The Tsleil-Waututh and Squamish First Nations and Coldwater Indian Band had appealed to the Supreme Court of Canada to hear an appeal of an earlier Federal Court of Appeal ruling, which had dismissed an appeal of the project's approval. First Nations argued that proper consultations had not occurred.
On July 2, the Supreme Court dismissed that final bid, refusing to hear the appeal and awarding costs to the defendants – Trans Mountain Corp. and the Attorney General of Canada.
Today's ruling means First Nations have exhausted all legal avenues to halt the project on the basis of inadequate consultation, although that doesn't mean the First Nations involved have abandoned all hope of some other legal challenge.
"Although today’s decision marks the end of the road for this legal challenge, First Nations have vowed to explore all legal options to protect their rights, land, water and climate," the Tsleil-Waututh Nation Sacred Trust initiative said in a news release.
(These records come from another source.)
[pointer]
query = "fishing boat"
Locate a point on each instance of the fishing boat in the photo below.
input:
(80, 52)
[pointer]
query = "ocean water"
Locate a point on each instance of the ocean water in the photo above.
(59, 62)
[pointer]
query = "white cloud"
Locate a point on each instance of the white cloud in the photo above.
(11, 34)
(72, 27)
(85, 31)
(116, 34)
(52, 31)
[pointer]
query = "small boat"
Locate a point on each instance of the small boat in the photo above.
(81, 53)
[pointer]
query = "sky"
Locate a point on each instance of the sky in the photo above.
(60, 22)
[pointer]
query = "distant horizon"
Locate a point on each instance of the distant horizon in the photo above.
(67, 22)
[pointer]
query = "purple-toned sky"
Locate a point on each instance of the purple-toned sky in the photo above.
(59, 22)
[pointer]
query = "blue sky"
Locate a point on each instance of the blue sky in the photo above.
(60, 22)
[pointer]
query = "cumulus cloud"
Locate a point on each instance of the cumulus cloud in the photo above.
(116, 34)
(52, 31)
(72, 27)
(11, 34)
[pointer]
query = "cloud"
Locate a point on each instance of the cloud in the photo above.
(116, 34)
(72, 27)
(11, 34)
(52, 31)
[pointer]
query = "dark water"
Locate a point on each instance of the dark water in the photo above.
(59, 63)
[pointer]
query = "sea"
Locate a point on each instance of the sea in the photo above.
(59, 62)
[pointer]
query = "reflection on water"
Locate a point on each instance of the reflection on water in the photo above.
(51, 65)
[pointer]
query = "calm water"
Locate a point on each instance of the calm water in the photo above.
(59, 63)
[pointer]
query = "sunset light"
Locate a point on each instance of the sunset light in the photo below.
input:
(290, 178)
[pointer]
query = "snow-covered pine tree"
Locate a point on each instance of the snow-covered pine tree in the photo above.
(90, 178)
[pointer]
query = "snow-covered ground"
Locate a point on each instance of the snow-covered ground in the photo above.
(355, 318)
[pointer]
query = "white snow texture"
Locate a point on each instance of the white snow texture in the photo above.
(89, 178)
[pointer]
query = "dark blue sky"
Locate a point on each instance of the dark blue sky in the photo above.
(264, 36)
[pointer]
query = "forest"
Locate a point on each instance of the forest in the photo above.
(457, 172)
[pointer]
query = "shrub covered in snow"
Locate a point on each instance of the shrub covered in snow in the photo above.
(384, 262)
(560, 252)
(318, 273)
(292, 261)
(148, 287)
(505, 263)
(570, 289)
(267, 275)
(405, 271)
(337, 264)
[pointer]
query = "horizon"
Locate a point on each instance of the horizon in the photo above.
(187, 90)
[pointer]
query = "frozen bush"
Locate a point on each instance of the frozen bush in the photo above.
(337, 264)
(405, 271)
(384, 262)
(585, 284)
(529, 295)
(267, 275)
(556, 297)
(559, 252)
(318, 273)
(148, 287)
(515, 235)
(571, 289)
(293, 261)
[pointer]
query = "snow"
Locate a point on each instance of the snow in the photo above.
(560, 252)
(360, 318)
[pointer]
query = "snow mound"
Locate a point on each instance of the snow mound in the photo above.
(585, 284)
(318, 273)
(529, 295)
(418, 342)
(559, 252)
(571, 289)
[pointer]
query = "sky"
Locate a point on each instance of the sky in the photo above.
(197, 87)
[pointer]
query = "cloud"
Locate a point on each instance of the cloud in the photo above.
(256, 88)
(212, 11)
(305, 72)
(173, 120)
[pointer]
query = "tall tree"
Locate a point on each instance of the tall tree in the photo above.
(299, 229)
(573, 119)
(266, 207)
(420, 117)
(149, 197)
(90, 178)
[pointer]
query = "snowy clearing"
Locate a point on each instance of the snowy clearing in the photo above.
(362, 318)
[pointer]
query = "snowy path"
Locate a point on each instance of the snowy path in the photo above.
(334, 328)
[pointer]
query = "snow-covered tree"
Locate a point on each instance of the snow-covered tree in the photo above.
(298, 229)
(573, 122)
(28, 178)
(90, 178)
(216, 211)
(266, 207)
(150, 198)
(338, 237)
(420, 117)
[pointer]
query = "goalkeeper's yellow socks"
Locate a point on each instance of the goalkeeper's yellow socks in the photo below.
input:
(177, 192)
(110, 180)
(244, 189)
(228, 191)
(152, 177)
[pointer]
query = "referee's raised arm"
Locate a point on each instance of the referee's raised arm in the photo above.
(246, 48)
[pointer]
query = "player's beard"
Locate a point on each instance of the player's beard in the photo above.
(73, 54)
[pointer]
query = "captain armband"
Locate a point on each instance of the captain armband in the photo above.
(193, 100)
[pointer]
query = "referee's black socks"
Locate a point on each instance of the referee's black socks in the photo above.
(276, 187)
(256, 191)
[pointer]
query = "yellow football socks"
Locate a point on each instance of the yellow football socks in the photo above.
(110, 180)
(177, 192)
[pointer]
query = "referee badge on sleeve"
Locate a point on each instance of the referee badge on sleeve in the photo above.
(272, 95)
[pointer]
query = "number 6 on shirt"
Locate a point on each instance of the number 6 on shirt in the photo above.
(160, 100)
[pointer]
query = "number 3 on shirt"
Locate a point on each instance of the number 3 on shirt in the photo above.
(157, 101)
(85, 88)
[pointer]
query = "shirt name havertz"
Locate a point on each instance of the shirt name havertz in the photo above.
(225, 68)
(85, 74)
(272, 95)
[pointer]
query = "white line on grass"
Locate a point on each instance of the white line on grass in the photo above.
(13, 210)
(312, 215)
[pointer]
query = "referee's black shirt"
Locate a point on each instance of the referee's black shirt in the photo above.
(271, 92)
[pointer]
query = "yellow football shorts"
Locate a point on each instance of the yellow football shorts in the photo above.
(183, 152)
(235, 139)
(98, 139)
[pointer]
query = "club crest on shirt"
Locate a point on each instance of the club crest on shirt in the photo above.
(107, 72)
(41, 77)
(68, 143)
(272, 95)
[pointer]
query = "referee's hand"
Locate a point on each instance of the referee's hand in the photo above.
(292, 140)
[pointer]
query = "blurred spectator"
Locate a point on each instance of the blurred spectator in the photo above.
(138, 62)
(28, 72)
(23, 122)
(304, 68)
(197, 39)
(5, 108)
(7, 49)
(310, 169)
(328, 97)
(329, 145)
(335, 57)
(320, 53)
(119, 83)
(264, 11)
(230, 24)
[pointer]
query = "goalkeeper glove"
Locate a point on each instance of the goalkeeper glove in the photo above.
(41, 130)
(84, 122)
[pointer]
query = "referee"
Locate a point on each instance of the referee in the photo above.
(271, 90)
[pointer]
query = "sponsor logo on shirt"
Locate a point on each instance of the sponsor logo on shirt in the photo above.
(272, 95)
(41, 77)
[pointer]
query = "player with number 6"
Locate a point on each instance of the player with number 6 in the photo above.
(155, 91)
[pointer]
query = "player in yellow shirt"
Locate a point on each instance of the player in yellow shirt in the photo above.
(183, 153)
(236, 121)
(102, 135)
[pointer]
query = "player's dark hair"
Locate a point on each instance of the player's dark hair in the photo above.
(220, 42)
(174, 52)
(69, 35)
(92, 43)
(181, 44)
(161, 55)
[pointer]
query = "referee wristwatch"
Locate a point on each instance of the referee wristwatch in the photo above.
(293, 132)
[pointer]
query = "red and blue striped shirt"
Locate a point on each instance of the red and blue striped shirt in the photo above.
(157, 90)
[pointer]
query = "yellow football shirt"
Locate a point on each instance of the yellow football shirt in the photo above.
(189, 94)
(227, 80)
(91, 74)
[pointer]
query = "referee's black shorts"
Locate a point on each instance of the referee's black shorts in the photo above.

“We’re not deterred and are exploring all legal options," said Tsleil-Waututh Chief Leah George-Wilson. "What I can tell you today is that this not the end of the story."
Opponents of the pipeline twinning project, which would add a second line parallel to the 60-year-old pipeline running from Edmonton to Burnaby, were emboldened in August 2018, when the Federal Appeal Court quashed a federal Order in Council that green-lit the project.
The court found the federal government's approval of the project deficient on two points, and sent the federal government and National Energy Board (NEB) back to the drawing board and negotiating table.
The court found that the NEB had failed to fully consider the impacts of increased oil tanker traffic on the marine environment, notably on Southern Resident Killer Whales. The NEB was forced to revisit that question.
The court had also ruled that the latter stages of consultations with First Nations had not been adequate. The project was halted, with a near year-long delay in the construction start adding hundreds of millions of dollars to the original estimated capital cost.
Over a period of months, the federal government held additional consultations with First Nations and again approved the expansion. First Nations appealed the decision and lost when the Federal Court of Appeal dismissed their appeal in February 2020.
That decision underscored the point that senior governments have a duty to properly consult First Nations, but that that duty has its limits and does not confer upon First Nations veto powers over projects in their traditional claimed territories to which they object.
"While the parties challenging cabinet’s decision are fully entitled to oppose the Project, reconciliation and the duty to consult do not provide them with a veto over projects such as this one," the Federal Court of Appeal wrote in its February decision.
"We are pleased with the Court’s decision to dismiss these applications and uphold the Federal Court of Appeal’s decision," Trans Mountain CEO Ian Anderson said in a news release. "Following the federal government’s second approval of the Trans Mountain expansion project and many years of consultation and regulatory reviews, we are pleased to continue building this nationally important project."
Construction started in earnest on the project earlier this year. Currently, work is underway in a section of pipeline in the Kamloops area and in Burnaby, where the Westridge Marine Terminal is being expanded.